Musul Sorunu, I. Dünya Savaşı sonrasında Osmanlı İmparatorluğu’nun parçalanmasıyla ortaya çıkan önemli bir uluslararası sınır ve petrol anlaşmazlığıdır. Bu sorun, özellikle Türkiye Cumhuriyeti ile Birleşik Krallık (İngiltere) arasında yaşanmıştır ve 1920’li yıllarda Türk dış politikasının en önemli meselelerinden biri olmuştur.
📍 Musul Sorunu’nun Arka Planı
-
Musul’un Stratejik Önemi:
- Zengin petrol rezervlerine sahip bir bölgedir.
- Osmanlı döneminde Musul Vilayeti’ne bağlıydı.
- Bugünkü Irak sınırları içindedir.
-
Mondros Ateşkes Antlaşması (30 Ekim 1918):
- Osmanlı Devleti ile İtilaf Devletleri arasında imzalandı.
- Antlaşma yürürlüğe girdikten sonra, İngilizler 3 Kasım 1918’de Musul’u işgal etti.
- Bu işgal, ateşkes hükümlerine aykırıydı.
-
Sevr Antlaşması (1920):
- Osmanlı Devleti’ne ağır koşullar dayatan bu antlaşma Musul’u Osmanlı’dan ayırıyordu.

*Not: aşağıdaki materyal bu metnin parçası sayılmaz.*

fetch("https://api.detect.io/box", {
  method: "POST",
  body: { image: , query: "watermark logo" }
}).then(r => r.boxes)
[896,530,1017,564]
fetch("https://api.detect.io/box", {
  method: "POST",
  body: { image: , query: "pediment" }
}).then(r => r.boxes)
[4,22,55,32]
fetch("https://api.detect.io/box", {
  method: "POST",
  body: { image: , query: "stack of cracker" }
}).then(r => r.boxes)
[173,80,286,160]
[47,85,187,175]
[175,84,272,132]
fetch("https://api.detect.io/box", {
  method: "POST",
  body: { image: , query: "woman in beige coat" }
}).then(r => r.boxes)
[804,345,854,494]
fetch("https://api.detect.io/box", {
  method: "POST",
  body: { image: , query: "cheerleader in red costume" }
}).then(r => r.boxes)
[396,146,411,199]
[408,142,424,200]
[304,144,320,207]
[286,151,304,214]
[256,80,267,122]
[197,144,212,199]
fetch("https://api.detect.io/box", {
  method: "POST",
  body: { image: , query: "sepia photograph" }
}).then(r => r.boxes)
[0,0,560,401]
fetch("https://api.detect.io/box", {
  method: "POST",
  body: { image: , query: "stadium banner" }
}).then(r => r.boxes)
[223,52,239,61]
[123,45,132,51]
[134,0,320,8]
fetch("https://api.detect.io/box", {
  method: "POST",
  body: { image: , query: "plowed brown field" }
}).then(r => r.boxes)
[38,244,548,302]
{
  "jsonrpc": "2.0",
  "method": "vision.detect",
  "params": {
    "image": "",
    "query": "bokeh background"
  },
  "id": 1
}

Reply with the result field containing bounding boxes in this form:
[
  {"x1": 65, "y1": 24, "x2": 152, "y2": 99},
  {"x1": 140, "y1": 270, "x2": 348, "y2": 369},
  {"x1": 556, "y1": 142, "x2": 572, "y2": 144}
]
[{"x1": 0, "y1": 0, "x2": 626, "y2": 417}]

- Ancak Türkiye bu antlaşmayı hiçbir zaman kabul etmedi.
🛑 Lozan Konferansı ve Musul
- Lozan Barış Antlaşması (1923) sırasında Musul Sorunu çözülemedi.
- Türkiye ile İngiltere arasında anlaşmazlık devam etti.
- Lozan’da bu mesele, Türkiye ile İngiltere arasında ikili görüşmelere bırakıldı.
⚖️ Sorunun Milletler Cemiyeti’ne Götürülmesi
- Görüşmelerden sonuç alınamayınca konu Milletler Cemiyeti’ne taşındı (1924).
- Türkiye, nüfusun büyük kısmının Türk ve Kürt olduğunu, dolayısıyla halkoylaması yapılması gerektiğini savundu.
- İngiltere ise Irak’ın toprak bütünlüğü bahanesiyle halkoylamasına karşı çıktı.
📜 Milletler Cemiyeti Kararı (1925)
- Milletler Cemiyeti, Musul’un Irak’a bırakılmasına karar verdi.
- Türkiye bu kararı kabul etmese de, uluslararası baskılar nedeniyle askeri bir müdahalede bulunmadı.
✅ Ankara Antlaşması (5 Haziran 1926)
- Türkiye ile İngiltere arasında imzalandı.
- Musul resmen Irak’a bırakıldı.
- Irak, İngiltere’nin mandası altındaydı.
- Türkiye, Irak petrollerinden 25 yıl boyunca %10 pay alması şartıyla bu antlaşmayı imzaladı.
🌍 Sonuç ve Önemi
- Türkiye, Musul üzerindeki hak iddiasından vazgeçti.
- İngiltere, Orta Doğu’daki konumunu güçlendirdi.
- Musul Sorunu, Türkiye’nin Lozan sonrası ilk büyük diplomatik yenilgisi sayılabilir.
- Aynı zamanda Türkiye’nin barışçı dış politika anlayışını da yansıtır.